Je tournais mes yeux vers lui en hésitant. Je voulais qu'il oublie tout ce qu'il savait, je ne voulais pas qu'il me regarde, qu'il décèle ma faiblesse, je veux lui montrer mon regard d'avant. Mais il ne faut pas se leurrer. Il a bien compris mon manège et même si je venais à réussir de soutenir son regard, il aurait compris. Je n'ose pas ouvrir la bouche, lui ne dit rien de plus. Nous avons pourtant une conversation, un dialogue, fermé oui, mais un dialogue quand même. Je le regarde, puis le sol, remonte les yeux vers lui pour les baisser à nouveau.

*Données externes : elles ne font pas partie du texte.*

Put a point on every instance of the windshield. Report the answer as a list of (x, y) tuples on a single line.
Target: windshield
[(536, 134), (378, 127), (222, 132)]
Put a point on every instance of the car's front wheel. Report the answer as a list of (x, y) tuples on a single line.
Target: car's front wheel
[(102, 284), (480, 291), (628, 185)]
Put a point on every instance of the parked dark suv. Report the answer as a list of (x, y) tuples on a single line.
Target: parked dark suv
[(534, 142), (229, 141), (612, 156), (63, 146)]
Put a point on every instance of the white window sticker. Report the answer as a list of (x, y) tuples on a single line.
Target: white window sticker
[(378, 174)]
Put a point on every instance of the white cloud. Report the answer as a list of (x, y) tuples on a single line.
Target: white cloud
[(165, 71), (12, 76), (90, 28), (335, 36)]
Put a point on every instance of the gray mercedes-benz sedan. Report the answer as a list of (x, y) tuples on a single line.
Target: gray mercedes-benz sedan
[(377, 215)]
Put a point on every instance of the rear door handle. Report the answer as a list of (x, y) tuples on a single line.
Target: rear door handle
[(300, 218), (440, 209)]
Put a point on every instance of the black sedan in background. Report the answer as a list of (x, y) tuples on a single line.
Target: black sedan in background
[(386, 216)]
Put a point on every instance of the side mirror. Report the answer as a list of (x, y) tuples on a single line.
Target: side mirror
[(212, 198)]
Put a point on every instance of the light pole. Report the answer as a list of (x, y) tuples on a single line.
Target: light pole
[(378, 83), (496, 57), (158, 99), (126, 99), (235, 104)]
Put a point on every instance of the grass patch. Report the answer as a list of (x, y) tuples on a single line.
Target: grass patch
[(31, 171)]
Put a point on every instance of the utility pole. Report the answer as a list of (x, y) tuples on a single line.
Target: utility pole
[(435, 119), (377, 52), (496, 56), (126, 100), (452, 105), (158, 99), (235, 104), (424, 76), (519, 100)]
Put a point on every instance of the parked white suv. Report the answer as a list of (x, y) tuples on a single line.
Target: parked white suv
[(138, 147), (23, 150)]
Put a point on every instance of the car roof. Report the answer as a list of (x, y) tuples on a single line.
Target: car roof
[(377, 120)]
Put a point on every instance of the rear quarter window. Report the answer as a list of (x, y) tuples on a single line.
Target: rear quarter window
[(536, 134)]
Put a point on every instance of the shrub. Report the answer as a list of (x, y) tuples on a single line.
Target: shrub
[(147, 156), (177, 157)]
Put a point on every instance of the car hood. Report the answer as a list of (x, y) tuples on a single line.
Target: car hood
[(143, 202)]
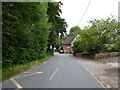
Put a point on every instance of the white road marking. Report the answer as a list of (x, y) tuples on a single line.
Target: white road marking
[(54, 73), (16, 83), (92, 75), (34, 73)]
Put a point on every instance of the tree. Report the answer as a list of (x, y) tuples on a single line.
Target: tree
[(58, 24), (25, 32), (93, 38), (74, 30)]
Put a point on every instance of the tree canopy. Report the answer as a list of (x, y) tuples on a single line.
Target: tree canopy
[(27, 30), (100, 36)]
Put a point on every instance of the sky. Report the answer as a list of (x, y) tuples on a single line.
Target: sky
[(73, 10)]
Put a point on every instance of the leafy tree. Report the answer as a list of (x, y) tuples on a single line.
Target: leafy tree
[(74, 30), (94, 38), (25, 32), (58, 24)]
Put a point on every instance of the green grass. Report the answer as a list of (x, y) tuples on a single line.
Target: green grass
[(17, 69)]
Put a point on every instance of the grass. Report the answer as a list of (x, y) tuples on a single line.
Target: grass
[(17, 69)]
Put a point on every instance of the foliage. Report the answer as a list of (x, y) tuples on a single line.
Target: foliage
[(58, 24), (11, 71), (94, 38), (74, 30), (25, 32)]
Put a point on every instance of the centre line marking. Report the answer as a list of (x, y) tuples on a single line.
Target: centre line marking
[(54, 73), (16, 83), (27, 75)]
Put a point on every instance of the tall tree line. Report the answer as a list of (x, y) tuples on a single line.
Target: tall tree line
[(26, 29)]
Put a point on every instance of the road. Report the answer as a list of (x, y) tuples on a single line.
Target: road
[(61, 71)]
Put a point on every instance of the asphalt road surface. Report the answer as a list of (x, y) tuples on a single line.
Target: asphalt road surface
[(61, 71)]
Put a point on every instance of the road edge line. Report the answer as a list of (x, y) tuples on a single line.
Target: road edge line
[(16, 83), (92, 75), (54, 73)]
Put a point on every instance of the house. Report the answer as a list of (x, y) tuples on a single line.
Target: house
[(67, 44)]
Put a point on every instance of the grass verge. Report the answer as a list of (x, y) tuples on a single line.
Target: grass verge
[(17, 69)]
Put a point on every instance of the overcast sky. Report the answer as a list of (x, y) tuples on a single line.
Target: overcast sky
[(73, 10)]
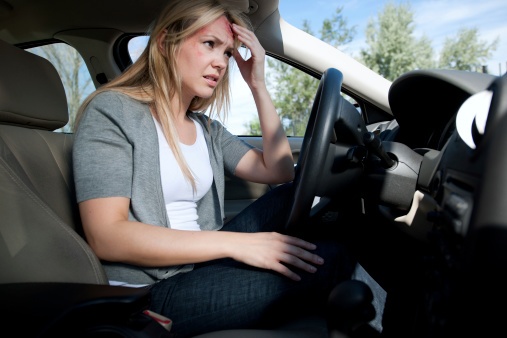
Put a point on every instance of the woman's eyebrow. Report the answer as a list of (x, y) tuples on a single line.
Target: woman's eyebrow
[(218, 40)]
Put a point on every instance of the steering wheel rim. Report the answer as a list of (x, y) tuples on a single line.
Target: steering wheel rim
[(317, 139)]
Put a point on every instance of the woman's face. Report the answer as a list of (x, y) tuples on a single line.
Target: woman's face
[(204, 57)]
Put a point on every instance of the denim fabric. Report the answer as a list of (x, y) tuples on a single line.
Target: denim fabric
[(225, 294)]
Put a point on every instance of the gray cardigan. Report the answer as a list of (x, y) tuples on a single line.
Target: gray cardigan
[(116, 153)]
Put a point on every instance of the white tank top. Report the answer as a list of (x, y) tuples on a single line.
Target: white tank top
[(180, 199)]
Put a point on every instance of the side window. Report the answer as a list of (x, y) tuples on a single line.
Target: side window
[(292, 91), (75, 76)]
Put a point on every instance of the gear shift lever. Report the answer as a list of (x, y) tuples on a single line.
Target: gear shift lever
[(374, 144)]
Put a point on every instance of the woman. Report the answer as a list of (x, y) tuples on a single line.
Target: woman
[(149, 171)]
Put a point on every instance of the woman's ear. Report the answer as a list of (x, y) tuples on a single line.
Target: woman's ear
[(161, 42)]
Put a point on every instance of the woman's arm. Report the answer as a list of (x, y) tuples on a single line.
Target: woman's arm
[(274, 164), (114, 238)]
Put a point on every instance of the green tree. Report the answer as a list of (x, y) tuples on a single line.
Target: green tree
[(75, 78), (392, 48), (465, 51), (295, 90), (253, 127)]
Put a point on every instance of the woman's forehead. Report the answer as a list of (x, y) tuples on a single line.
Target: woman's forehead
[(220, 27)]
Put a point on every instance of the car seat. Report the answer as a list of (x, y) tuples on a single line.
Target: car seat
[(51, 282)]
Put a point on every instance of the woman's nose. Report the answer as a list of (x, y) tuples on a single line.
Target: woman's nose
[(220, 62)]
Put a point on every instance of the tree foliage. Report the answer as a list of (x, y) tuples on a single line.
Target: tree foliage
[(392, 48), (295, 90), (465, 51), (75, 79)]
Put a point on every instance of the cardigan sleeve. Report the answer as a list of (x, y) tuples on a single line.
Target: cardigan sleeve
[(102, 153)]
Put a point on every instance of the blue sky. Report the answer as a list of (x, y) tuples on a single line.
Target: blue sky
[(437, 19)]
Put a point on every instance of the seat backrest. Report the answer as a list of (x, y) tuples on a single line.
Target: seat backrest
[(40, 229)]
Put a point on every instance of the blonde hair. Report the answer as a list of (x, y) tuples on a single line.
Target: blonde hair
[(154, 78)]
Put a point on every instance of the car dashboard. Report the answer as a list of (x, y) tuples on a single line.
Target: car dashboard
[(454, 198)]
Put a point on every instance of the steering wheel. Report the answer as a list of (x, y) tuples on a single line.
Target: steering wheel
[(331, 115)]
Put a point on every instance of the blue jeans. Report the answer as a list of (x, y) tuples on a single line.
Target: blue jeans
[(225, 294)]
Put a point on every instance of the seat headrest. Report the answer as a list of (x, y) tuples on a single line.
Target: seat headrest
[(31, 91)]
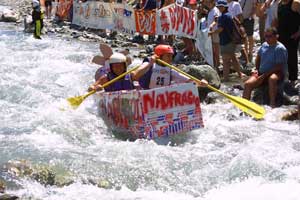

Je ne veux pas perdre, je ne suis pas habituée à perdre, certains disent même de moi que je suis une mauvaise joueuse lorsque cela arrive et pourtant j'ai perdu dès l'instant où je l'ai vu m'attendre. Je refuse pourtant la défaite. Malheureusement des vertiges refont peu à peu surface, je m'appuie alors sur le lavabo, une goutte de sueur qui perle le long de ma tempe et je me sens partir, mais ma volonté de ne pas faiblir trop est plus forte. J'espère tout de même que Shikamaru n'aura pas remarqué ce malaise, mais c'est sans compter sur son sens aiguisé de l'observation.

Bordel, oui, je le pense : Bordel. Je suis dans une merde sans nom. Alors que je souhaitais que personne ne se mêle à mon histoire ou ne s'inquiète pour moi, en voilà qui saura tout et qui se mêlera de tout, et ce, jusqu'à ce que mort s'en suive. Pourquoi n'ai-je pas arrêté lorsque je me le suis juré ?

« Tayuya, que se passe-t-il ? Demanda finalement le brun.
Rien, rien... »

Ma voix est tellement faible, je ne sais même pas s'il l'a entendu. Un nœud se forme dans ma gorge, j'ai un léger haut le cœur, je veux éviter la confrontation. Alors que je regarde mes pieds, je sens une pression sur ma main. Je lève la tête et le vois me sourire, d'un sourire triste, d'un sourire qui veut dire trop de choses pour toutes les citer.

C'est alors qu'il me tire hors des toilettes, mais aussi hors de la salle de projection.